Similar to orzo, ptitim (Hebrew for "small crumbled bits") are small morsels of wheat pasta that have a delightfully textural mouthfeel thanks to their diminutive size. Israeli couscous or pearl couscous as it's variously called in English, is an ultimate Israeli comfort food. Kids gobble it down, as do nostalgic grown-ups. It's particularly at home next to schnitzel, but also great in any saucy dish where it'll soak up the flavors of the sauce. The classic Israeli preparation of Israeli couscous is to serve it as a side dish, toasted in oil along with chopped onion, then boiled in stock (obviously made with soup powder). An optional addition is a bit of tomato paste.
Israeli couscous comes in plain, whole wheat, or "tri-color," which, if you squint, you can see is what I've used here. It also comes in other shapes, notably stars, in case your kids need more incentive. It's most commonly sold bagged, and sometimes in a plastic container like the one pictured. The typical way it's prepared is often listed right there on the package label! Like the recipe printed on a bag of Tollhouse chocolate chips. Of course my family has its own optional twist, but basically the method is canon. You can use any kind of Israeli couscous you like, and, if you're feeling adventurous, you can make your own from-scratch ptitim, a.k.a. farfel, sort of.

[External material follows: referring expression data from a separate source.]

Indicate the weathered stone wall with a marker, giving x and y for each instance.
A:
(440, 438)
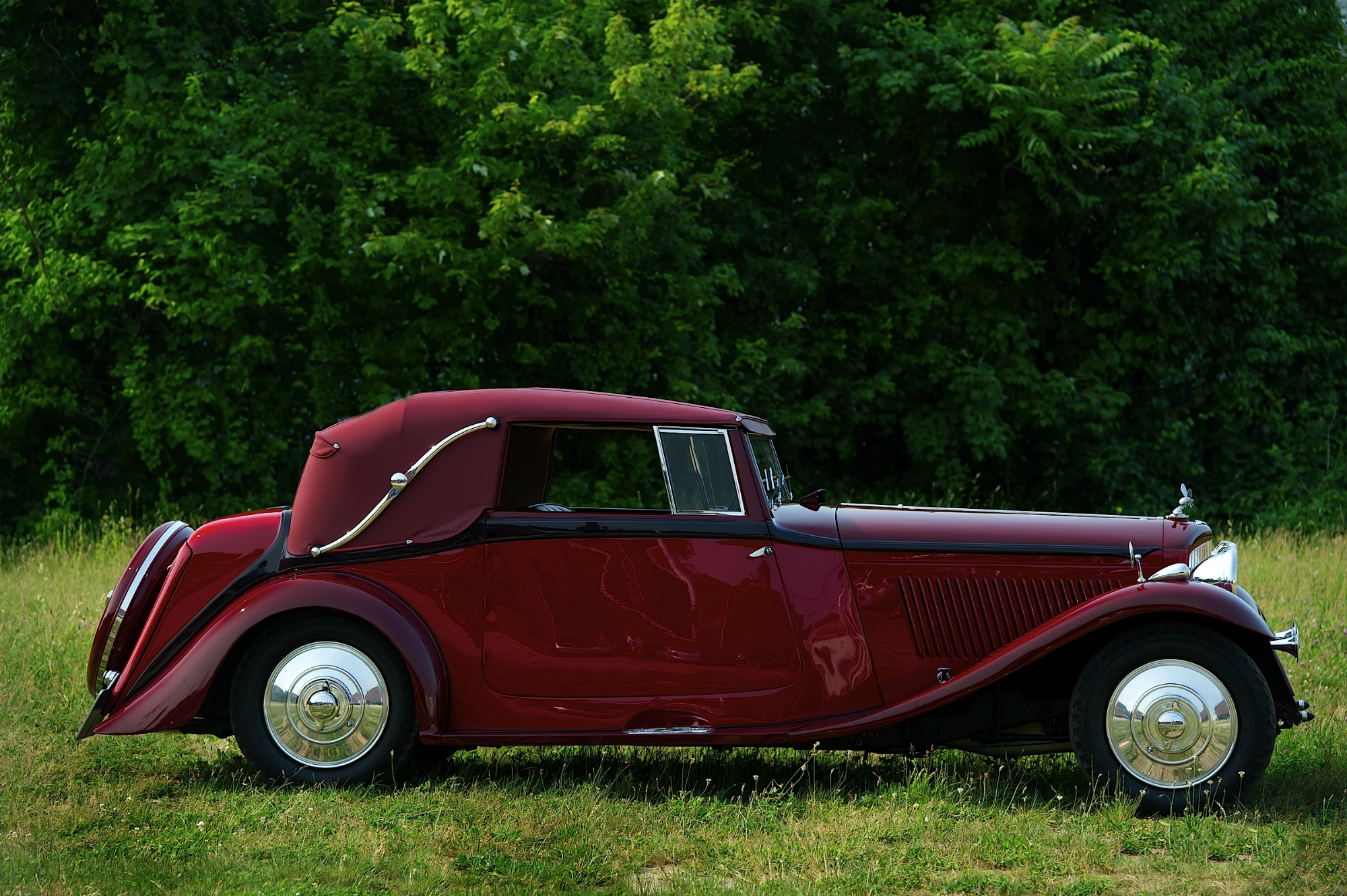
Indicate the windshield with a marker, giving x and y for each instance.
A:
(775, 481)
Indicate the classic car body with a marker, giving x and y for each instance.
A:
(731, 615)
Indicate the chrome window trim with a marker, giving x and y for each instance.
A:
(735, 470)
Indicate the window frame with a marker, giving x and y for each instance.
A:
(729, 452)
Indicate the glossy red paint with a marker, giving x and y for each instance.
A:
(176, 696)
(168, 537)
(180, 563)
(222, 552)
(635, 618)
(1194, 599)
(620, 629)
(925, 613)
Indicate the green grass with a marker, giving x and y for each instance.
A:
(173, 813)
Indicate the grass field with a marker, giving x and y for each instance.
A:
(176, 813)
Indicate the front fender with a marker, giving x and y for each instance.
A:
(177, 695)
(1163, 598)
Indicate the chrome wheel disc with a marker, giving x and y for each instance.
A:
(1173, 724)
(325, 704)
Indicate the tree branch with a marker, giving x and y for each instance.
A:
(28, 221)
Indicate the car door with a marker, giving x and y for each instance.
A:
(649, 582)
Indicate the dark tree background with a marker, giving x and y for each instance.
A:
(1055, 254)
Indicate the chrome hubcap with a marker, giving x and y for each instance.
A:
(325, 704)
(1173, 724)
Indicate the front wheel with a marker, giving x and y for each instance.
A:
(1175, 714)
(324, 700)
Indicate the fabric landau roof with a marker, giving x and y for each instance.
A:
(351, 462)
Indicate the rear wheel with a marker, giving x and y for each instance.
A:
(324, 700)
(1175, 714)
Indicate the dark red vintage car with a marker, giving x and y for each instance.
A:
(552, 567)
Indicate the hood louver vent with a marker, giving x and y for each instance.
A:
(972, 618)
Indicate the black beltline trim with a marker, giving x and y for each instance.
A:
(584, 526)
(803, 539)
(266, 565)
(989, 548)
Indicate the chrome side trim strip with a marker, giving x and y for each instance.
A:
(402, 481)
(1288, 641)
(131, 592)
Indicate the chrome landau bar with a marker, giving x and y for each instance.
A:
(399, 482)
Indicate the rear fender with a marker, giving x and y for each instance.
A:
(177, 695)
(1197, 600)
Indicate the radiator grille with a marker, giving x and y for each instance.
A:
(972, 618)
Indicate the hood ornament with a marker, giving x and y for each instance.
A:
(1185, 504)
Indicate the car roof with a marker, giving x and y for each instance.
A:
(351, 462)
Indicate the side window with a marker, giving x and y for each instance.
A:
(777, 482)
(607, 469)
(700, 470)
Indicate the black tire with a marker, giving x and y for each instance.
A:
(385, 758)
(1255, 735)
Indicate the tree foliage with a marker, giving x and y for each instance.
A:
(1045, 254)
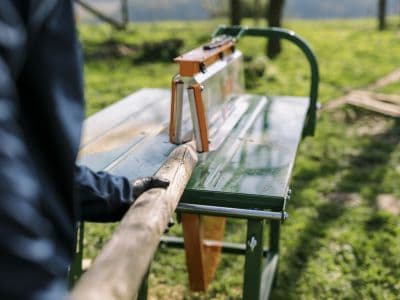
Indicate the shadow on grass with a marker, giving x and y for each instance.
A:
(365, 171)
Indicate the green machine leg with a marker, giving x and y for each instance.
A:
(253, 260)
(270, 273)
(142, 295)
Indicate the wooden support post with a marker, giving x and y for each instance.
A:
(118, 271)
(201, 259)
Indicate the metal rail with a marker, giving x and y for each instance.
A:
(231, 212)
(275, 32)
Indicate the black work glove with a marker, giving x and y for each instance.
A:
(140, 185)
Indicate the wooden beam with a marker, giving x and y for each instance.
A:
(119, 269)
(368, 101)
(100, 15)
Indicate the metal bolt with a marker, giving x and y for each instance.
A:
(252, 243)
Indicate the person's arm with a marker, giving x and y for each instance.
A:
(27, 252)
(105, 198)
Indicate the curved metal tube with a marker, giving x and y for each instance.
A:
(276, 32)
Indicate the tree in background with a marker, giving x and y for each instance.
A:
(381, 14)
(235, 13)
(274, 19)
(257, 10)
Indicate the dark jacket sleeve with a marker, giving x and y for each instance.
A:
(27, 252)
(103, 197)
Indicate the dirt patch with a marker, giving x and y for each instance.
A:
(388, 203)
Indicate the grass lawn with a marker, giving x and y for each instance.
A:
(342, 239)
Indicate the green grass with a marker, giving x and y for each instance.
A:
(336, 244)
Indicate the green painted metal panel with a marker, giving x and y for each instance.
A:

The standard Israeli method for preparing ptitim goes like this: dice a small to medium onion and fry in a bit of olive oil. If you like, you can add in a tablespoon of tomato paste once the onion is golden (totally optional—it's a little different with or without, and good both ways). Then, toast the couscous pearls for a minute before adding the stock. You can use vegetable stock, chicken stock, or be super Israeli and mix in a tablespoon of (parve) chicken soup powder.
Of course, Israeli couscous can be prepared like pasta and served plain, the better to soak up whatever delicious sauce is available. However, it's even better with just a little extra prep, like proletariat risotto. (No fussy check-ins needed like with risotto, though: just cook it like pasta after adding the stock.)

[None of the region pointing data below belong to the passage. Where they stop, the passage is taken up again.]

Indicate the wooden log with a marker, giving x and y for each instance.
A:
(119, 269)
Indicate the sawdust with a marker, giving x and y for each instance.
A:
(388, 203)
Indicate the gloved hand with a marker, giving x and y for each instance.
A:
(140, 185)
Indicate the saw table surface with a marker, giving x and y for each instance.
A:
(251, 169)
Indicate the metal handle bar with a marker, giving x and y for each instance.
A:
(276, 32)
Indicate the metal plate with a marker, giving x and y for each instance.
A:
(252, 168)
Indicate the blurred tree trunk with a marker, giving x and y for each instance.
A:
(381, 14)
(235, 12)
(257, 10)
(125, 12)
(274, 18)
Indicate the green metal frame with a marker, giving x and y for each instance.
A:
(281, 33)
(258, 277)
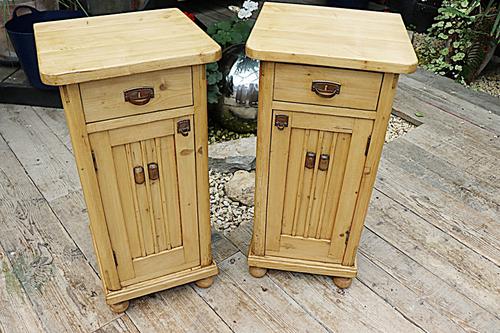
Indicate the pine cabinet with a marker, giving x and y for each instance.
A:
(327, 80)
(136, 112)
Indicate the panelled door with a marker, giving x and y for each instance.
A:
(316, 166)
(147, 179)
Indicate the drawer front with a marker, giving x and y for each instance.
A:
(136, 94)
(327, 86)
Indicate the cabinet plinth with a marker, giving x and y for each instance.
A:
(139, 133)
(325, 99)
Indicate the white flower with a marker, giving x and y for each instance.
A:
(250, 5)
(244, 13)
(234, 9)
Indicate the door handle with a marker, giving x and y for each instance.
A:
(153, 171)
(324, 161)
(310, 160)
(139, 175)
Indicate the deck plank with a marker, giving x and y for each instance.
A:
(413, 290)
(62, 288)
(119, 325)
(39, 151)
(459, 107)
(247, 304)
(55, 120)
(471, 274)
(438, 82)
(16, 312)
(353, 310)
(175, 310)
(464, 145)
(452, 201)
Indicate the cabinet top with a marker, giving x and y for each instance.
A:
(335, 37)
(93, 48)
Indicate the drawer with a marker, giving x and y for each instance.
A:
(119, 97)
(357, 89)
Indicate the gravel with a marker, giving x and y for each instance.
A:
(488, 83)
(227, 215)
(397, 127)
(219, 134)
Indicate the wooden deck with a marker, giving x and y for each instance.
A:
(428, 260)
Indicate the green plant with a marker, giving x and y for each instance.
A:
(226, 33)
(73, 4)
(462, 39)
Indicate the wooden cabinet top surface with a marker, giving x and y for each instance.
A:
(93, 48)
(335, 37)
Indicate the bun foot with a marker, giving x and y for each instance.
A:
(205, 283)
(119, 307)
(341, 282)
(257, 271)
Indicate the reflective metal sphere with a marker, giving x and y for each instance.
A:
(237, 107)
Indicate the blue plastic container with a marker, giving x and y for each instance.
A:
(20, 29)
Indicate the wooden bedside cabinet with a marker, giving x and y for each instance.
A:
(134, 93)
(328, 78)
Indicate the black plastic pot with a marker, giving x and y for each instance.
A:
(418, 14)
(20, 29)
(355, 4)
(423, 16)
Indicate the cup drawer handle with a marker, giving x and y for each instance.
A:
(139, 96)
(325, 89)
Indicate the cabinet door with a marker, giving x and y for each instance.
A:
(147, 179)
(316, 166)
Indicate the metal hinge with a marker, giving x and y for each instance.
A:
(184, 127)
(94, 161)
(368, 145)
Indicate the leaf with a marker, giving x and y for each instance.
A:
(214, 77)
(443, 36)
(236, 37)
(213, 66)
(224, 25)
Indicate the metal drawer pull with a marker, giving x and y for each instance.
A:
(139, 96)
(310, 160)
(139, 175)
(325, 89)
(281, 121)
(324, 161)
(153, 171)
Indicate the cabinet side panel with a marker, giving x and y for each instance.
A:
(264, 121)
(201, 146)
(75, 121)
(384, 109)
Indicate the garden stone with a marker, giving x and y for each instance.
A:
(232, 155)
(241, 187)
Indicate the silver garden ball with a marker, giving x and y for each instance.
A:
(237, 106)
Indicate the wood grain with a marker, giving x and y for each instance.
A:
(333, 37)
(93, 48)
(359, 90)
(43, 257)
(104, 99)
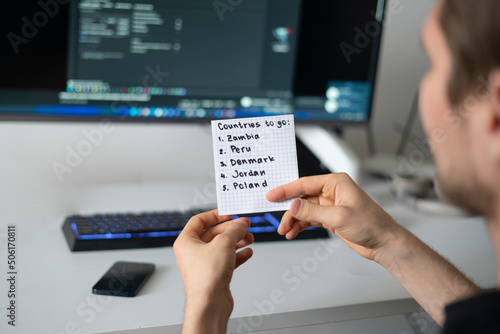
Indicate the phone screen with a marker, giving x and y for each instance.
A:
(124, 279)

A few ideas of what to serve with Israeli couscous
- Israeli Chicken Schnitzel - the one, the only, the classic.
- Israeli Homestyle Meatballs - um, also the classic.
- Ras el-Hanout Meatballs with Saucy Peas - this would be great with Israeli couscous.

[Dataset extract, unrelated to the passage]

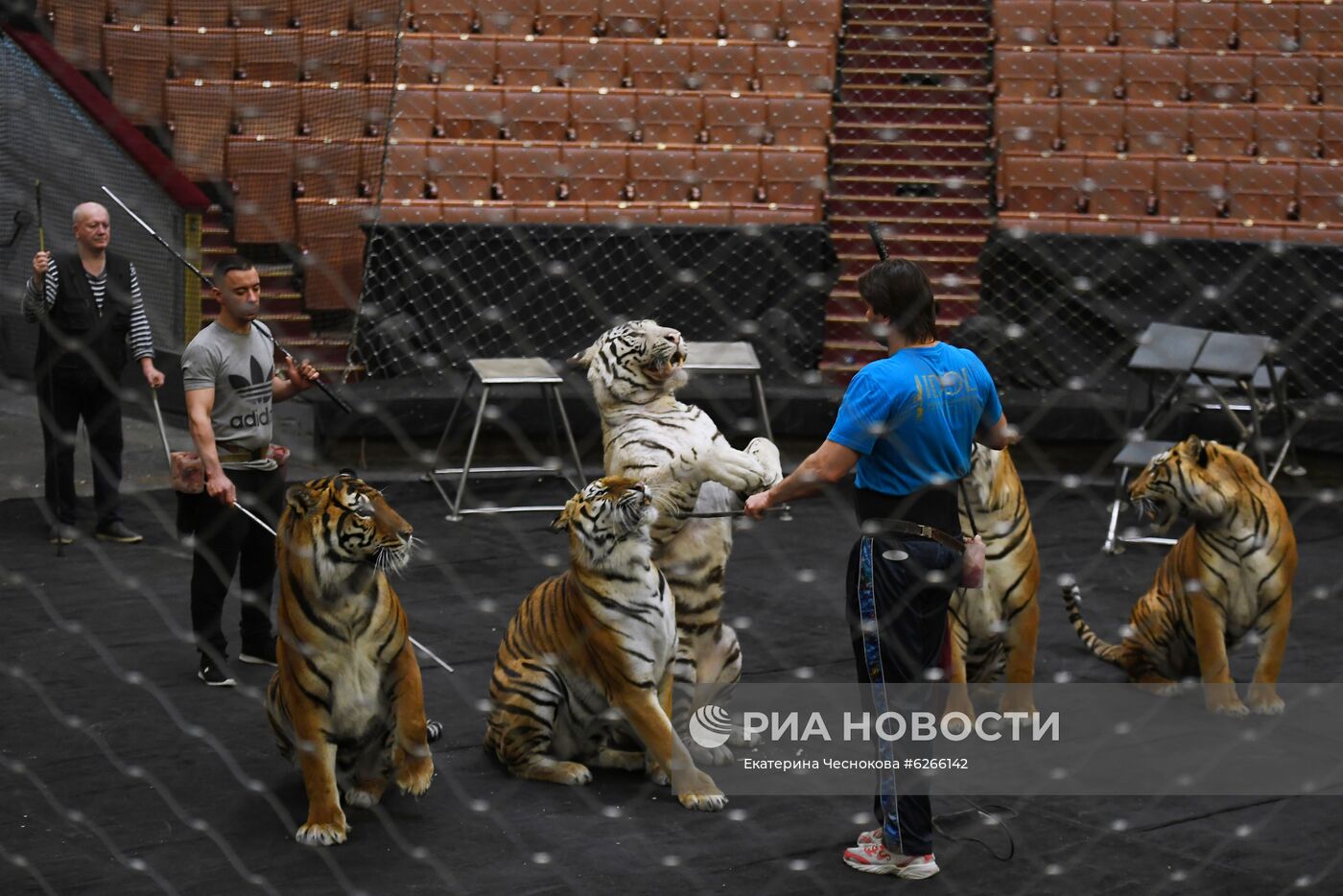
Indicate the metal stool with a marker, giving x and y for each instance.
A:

Israeli Couscous (parve or meat)
- 1 cup Israeli (pearl) couscous
- 1 small to medium onion
- 2 Tbsp olive oil
- 1 Tbsp tomato paste - optional
- 1 ¼ cup vegetable or chicken stock, or boiling water plus 1 Tbsp chicken soup powder (bouillon)
- In a medium-sized pot, heat the oil over medium heat. Dice the onion and add to the oil. Fry until golden, 5 minutes or so.
- If using, add the tomato paste and stir well.
- Add the pearl couscous to the pot and toast along with the onion for an additional minute.
- Pour the stock or hot water over the couscous. Cook for 8-10 minutes, until tender and almost all of the water has been absorbed.